Loose ends

I know no one is waiting with bated breath for me to follow up on these two posts, but here are the updates anyway.


In June, I wrote about trouble with my old (2010) MacBook Air. Any time I closed the lid with the computer still on—whether it was asleep or not—it would go into a weird state. The screen backlight would turn on, the fans would start to spin up, and the speaker would repeat a three-beep pattern over and over again. The Genius at the local Apple Store prescribed a new logic board for $280 (even though none of the diagnostic tests showed a hardware fault). When I posted my tale of woe, I still hadn’t decided whether it was worth putting that much money into a five-year-old machine, and I was shutting down the computer every day to avoid the lid-closing problem.

Maybe some of you shut down your Macs every day, but I almost never do. For over a decade, my habit has been to just shut the lid when I’m done with it, trusting the OS to put it into the proper sleep state. So it took a conscious effort to shut it down every night. Unsurprisingly, after about a month of this, one night I slipped back into my old habit and just closed the lid when I was done.

And the Air just went to sleep peacefully, as it always had before the troubles began. Even better, the switch back to its old behavior seems to be permanent. The beep-beep-beep hasn’t come back, and it’s been over four months. Now I won’t be forced into either spending money on an old computer or buying a new one when the Mac notebook lineup is at a crossroads.

Before this year’s introduction of the MacBook, I thought the MacBook Air would go Retina with the next generation. Now I don’t know what to expect, but I can wait until 2016 before making a buying decision.

By the way, if you think it’s crazy for me to still be using a five-year-old computer, you’ll be in good company, I’m sure.
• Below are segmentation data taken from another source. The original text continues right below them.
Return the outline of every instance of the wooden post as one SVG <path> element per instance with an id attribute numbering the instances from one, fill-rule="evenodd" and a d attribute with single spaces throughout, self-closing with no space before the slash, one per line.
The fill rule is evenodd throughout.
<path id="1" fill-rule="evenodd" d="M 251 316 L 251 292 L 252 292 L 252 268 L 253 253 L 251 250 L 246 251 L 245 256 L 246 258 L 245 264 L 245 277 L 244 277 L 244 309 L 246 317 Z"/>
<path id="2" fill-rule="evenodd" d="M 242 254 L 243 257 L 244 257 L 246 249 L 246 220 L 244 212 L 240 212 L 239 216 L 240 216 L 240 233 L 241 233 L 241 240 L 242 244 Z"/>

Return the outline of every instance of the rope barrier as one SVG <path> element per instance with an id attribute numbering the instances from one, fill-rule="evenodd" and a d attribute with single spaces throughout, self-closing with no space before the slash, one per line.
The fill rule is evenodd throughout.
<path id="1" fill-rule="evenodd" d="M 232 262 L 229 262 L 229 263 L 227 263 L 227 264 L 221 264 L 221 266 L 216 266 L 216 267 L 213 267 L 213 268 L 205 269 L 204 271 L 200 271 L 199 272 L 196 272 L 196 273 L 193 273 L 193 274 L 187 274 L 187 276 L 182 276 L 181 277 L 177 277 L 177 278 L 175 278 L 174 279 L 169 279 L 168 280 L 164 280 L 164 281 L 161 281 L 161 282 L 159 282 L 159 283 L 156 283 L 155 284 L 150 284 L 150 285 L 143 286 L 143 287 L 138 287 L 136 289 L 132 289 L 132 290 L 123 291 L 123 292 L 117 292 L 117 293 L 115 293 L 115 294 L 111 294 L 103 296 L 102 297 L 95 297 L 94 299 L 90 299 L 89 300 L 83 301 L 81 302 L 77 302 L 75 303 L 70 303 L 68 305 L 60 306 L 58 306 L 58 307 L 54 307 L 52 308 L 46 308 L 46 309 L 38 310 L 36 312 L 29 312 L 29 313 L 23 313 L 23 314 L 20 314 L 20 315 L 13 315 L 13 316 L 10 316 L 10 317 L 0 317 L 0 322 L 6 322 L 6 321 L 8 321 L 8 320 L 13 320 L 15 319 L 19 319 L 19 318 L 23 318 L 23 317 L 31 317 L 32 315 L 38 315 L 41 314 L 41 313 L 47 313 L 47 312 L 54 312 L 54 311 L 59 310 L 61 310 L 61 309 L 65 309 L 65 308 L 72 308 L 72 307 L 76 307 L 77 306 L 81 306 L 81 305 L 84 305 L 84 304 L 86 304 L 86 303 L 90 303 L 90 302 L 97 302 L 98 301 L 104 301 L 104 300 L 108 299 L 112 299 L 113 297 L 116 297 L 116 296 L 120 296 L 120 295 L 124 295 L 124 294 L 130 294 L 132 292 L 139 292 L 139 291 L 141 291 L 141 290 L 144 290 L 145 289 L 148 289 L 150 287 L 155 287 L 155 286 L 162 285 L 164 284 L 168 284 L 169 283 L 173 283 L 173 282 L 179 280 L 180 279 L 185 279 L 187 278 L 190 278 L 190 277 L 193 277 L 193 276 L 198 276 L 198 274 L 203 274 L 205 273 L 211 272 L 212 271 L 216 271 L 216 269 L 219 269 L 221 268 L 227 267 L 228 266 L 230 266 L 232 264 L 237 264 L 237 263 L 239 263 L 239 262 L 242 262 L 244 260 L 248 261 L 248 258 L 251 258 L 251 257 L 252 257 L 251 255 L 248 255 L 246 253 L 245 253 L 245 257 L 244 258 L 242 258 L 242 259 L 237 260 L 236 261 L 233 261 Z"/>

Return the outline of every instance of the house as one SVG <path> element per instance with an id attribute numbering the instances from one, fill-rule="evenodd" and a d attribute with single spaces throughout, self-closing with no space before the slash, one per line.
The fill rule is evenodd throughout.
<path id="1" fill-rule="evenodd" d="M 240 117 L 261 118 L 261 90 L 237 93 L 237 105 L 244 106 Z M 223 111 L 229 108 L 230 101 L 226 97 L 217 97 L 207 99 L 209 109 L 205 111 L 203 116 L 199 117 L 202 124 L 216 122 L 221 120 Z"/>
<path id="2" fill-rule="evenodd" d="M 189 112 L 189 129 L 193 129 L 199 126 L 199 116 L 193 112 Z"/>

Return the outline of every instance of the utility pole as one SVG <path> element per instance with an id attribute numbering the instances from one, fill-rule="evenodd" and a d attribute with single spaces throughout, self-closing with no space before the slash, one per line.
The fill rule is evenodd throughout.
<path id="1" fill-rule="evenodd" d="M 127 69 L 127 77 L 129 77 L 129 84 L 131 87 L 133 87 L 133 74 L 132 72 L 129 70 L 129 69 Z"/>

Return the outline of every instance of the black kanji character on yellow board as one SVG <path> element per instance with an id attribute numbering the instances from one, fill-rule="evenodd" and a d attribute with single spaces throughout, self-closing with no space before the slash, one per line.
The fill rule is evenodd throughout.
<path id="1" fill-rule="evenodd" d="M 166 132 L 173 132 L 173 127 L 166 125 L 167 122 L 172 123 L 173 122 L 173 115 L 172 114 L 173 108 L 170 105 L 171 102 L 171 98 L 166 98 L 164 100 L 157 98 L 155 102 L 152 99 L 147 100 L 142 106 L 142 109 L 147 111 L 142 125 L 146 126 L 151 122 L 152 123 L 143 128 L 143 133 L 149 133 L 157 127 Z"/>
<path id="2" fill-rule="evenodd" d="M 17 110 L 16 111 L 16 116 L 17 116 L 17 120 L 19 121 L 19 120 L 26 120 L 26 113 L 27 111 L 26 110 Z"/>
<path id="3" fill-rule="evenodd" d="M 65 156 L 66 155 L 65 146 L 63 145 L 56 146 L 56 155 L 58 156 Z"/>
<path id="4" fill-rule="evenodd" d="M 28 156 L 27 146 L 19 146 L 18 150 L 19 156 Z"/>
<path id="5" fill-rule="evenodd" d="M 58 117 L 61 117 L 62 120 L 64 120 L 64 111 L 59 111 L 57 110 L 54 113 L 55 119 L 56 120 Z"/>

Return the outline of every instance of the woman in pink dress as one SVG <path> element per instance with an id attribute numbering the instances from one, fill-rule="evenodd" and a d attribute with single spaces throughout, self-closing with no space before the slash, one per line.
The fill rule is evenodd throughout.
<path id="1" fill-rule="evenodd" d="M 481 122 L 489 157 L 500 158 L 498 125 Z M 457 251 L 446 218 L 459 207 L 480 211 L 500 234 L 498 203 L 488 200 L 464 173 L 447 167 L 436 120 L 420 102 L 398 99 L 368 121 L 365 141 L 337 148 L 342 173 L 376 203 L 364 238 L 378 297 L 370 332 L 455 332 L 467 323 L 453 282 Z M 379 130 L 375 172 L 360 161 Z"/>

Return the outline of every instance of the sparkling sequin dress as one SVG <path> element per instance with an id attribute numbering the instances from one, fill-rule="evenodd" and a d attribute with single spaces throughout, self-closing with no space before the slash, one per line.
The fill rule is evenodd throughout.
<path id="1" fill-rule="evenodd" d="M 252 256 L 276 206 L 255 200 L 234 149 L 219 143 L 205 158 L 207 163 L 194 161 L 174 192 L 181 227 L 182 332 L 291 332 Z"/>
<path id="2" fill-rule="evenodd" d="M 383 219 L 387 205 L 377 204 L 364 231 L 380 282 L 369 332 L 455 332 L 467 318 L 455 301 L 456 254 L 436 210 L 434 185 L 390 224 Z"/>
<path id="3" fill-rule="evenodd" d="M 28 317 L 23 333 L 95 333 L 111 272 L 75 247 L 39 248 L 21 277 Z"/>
But I get a lot of work done on this old Air, and apart from its small SSD (128 GB), its limitations barely affect me. In general, software trumps hardware, and OS X’s Unix underpinnings are far more important to me than the number of cores in the Air’s processor. And the power of a computer is always more dependent on the carbon-based unit outside the case than on the silicon inside.


A few months ago, I made a big switch in my TextExpander snippet system, changing my universal snippet prefix from a semicolon, which I’d been using for years, to jj. As I said in the post,

The motivation for this, of course, is that I wanted to sync my snippets between OS X and iOS. Using a semicolon prefix on iOS is dumb because the main iOS keyboard doesn’t have a semicolon, and switching keyboards to get to the semicolon defeats the purpose of using TextExpander.

How has this change worked out for me? Well, I haven’t changed back, even though I still occasionally start snippets with a semicolon and have to back up and redo them. Seven years of habit can’t be broken in three months, but I’m getting better—I probably make the semicolon mistake only a few times a week now. The jj prefix isn’t truly part of my muscle memory yet, but it’s getting there.

The weird thing I keep struggling with is the sense that the jj snippets take significantly longer to type. Intellectually, I know that I can type jj with my index finger about as fast as I can type ; with my pinky, but when I see the snippet on the screen (before it expands as I type the last character), it looks much longer than it used to. I assume this has something to do with the amount of “ink” the characters use and possibly because my brain assigns less weight to a semicolon than to a letter. Whatever the reason, I’ve had a hard time convincing myself that a common snippet like jjssds takes no longer to type than ;ssds.1

It’ll come eventually, I’m sure, but it’s frustrating to fight with yourself and lose.


  1. “Short short date stamp,” e.g. 20151128.